ECLI:NL:RVS:2025:2706
Raad van State
- Hoger beroep
- Rechtspraak.nl
Hoger beroep tegen de uitspraak van de rechtbank Den Haag inzake bewaring van appellant door de minister van Asiel en Migratie
Op 18 juni 2025 heeft de Afdeling bestuursrechtspraak van de Raad van State uitspraak gedaan in het hoger beroep van appellant tegen de uitspraak van de rechtbank Den Haag, zittingsplaats Zwolle, van 12 mei 2025. In deze zaak was appellant in bewaring gesteld door de minister van Asiel en Migratie op 29 april 2025. De rechtbank had het beroep van appellant ongegrond verklaard en het verzoek om schadevergoeding afgewezen. Appellant, vertegenwoordigd door mr. E. El Assrouti, heeft hoger beroep ingesteld tegen deze uitspraak.
De Afdeling bestuursrechtspraak heeft het hoger beroep beoordeeld en geconcludeerd dat de rechtbank terecht en op goede gronden tot haar oordeel is gekomen. De Afdeling heeft de motivering van de rechtbank overgenomen en vastgesteld dat het hogerberoepschrift geen vragen bevat die in het belang van de rechtseenheid, de rechtsontwikkeling of de rechtsbescherming in algemene zin beantwoord moeten worden. Daarom is er geen verdere motivering nodig voor het oordeel van de Afdeling.

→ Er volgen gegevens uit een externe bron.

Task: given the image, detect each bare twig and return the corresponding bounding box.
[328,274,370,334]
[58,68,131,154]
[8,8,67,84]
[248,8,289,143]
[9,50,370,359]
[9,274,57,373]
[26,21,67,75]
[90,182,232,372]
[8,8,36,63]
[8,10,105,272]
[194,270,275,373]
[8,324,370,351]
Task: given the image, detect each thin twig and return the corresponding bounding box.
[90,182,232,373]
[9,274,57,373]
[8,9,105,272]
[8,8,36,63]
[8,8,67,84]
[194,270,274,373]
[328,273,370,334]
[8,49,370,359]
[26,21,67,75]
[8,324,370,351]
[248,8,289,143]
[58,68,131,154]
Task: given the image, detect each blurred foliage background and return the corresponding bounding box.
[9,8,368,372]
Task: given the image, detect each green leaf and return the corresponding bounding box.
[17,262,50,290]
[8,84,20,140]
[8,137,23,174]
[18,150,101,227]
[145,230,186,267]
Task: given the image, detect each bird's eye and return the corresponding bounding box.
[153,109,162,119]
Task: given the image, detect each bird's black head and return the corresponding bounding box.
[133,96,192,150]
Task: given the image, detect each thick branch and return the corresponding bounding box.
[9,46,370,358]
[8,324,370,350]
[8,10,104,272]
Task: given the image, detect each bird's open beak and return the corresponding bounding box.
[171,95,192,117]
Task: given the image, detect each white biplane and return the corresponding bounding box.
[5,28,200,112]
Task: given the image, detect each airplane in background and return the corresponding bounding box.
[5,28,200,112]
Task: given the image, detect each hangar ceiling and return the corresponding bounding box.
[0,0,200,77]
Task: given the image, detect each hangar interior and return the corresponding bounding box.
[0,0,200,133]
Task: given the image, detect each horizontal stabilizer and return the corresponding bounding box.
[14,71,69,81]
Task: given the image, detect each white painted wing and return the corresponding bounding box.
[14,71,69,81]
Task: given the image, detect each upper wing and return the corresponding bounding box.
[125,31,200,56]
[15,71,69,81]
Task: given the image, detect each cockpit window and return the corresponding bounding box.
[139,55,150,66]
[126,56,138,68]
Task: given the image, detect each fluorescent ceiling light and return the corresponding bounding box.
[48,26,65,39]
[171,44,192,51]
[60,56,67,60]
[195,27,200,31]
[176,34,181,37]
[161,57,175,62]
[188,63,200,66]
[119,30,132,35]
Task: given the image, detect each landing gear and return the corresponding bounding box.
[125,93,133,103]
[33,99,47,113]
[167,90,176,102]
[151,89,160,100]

De Afdeling heeft ook geen reden gezien om de bewaring onrechtmatig te achten. Het hoger beroep is ongegrond verklaard en de uitspraak van de rechtbank is bevestigd. De minister van Asiel en Migratie hoeft geen proceskosten te vergoeden. De uitspraak is openbaar uitgesproken op 18 juni 2025.